A week after Senator Ted Kennedy's memorial, I find myself wondering not only who will fill the Grand Canyon-like gap he left behind but also that of the fabled Kennedy family mystique, particularly the brothers John and Bobby and their commitment to sixties-era civil rights issues.
I'd venture to guess that if our current Attorney General Eric Holder were asked what today's "big problem" is, he'd say undoing all of the Bush Administration's regressive policies especially in the area of civil rights. It's clean up time, folks.
As reported this week in the New York Times, Holder has the green light to reframe and bolster the Justice Department's Civil Rights Division. Among other things, the division will once again champion the enforcement of voting rights, employment, housing, anti-hate laws, the elimination of the sentencing disparity between crack and powder cocaine, and bank lending and redistricting laws - all areas in which African Americans and other minorities fare disproportionately poorly.
Holder's move deserves a pre-game locker room-style, slow handclap. I love it.

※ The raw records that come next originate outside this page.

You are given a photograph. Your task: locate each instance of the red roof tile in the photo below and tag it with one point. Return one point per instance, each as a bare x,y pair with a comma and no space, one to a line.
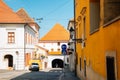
57,33
7,15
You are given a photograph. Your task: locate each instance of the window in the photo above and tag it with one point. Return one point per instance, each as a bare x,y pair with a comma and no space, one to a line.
111,10
58,43
11,37
58,49
85,68
94,16
80,64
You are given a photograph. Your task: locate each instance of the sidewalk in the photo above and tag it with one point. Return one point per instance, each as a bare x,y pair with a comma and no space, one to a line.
68,75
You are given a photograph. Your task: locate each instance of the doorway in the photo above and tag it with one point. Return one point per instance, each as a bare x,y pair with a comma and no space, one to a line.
10,60
110,63
57,63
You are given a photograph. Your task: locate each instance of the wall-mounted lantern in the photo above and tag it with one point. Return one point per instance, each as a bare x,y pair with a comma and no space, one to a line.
80,40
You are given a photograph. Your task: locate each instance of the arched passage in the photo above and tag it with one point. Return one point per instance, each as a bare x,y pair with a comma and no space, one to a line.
57,63
10,60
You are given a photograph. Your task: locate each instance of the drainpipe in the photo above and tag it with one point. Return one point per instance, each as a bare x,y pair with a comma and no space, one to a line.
75,38
24,47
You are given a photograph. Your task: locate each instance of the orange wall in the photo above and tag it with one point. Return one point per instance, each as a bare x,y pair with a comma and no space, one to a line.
105,39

Not because of my politically progressive viewpoints and personal experiences, but mostly because it's the legal, necessary thing to do. Whatever gulf existed between public opinion - at least among progressives - and political will during the Bush White House is finally being shored up now.
But Holder and company will have their work cut out for them. As was reported, no other administration in history has done as much to undermine the advances made by the division as the Bush Administration. Under the Bush Administration, the Justice Department was adrift in self-aggrandizing seas, navigating with its own warped license and interpretation of law, often only acting on civil rights violations when there was explicit evidence of intentional discrimination. That left many other potential cases untried and claims unmet.
In fact, the Bush era itself arguably has made new civil rights legislation necessary. That's right, they brought this on themselves. Whether it was "sanctioned" torture of prisoners, election-result-skewing false terrorism alerts (check out "The Test of Our Times", the newly released memoir of former Homeland Security Secretary Tom Ridge) or voter fraud, its going to be a minute before we dig up all the bodies of evidence left in Bush's wake.
While conservatives may question this return to a pro-active, watchdog-style of civil rights enforcement, I say it's the exact kind of duty-bound protection of American freedoms that Robert Kennedy worked and died for. These are the guarantees Ted Kennedy championed for 46 years in the Senate.
Now is the time to give these rights a much-needed boost. The great racial dichotomy of our times insists upon it. Where else on the globe can democratic freedoms produce a black man as president of the world's most powerful country and yet produce violations of those freedoms resulting in another black man being chased, chained, and dragged to death by racists in Texas?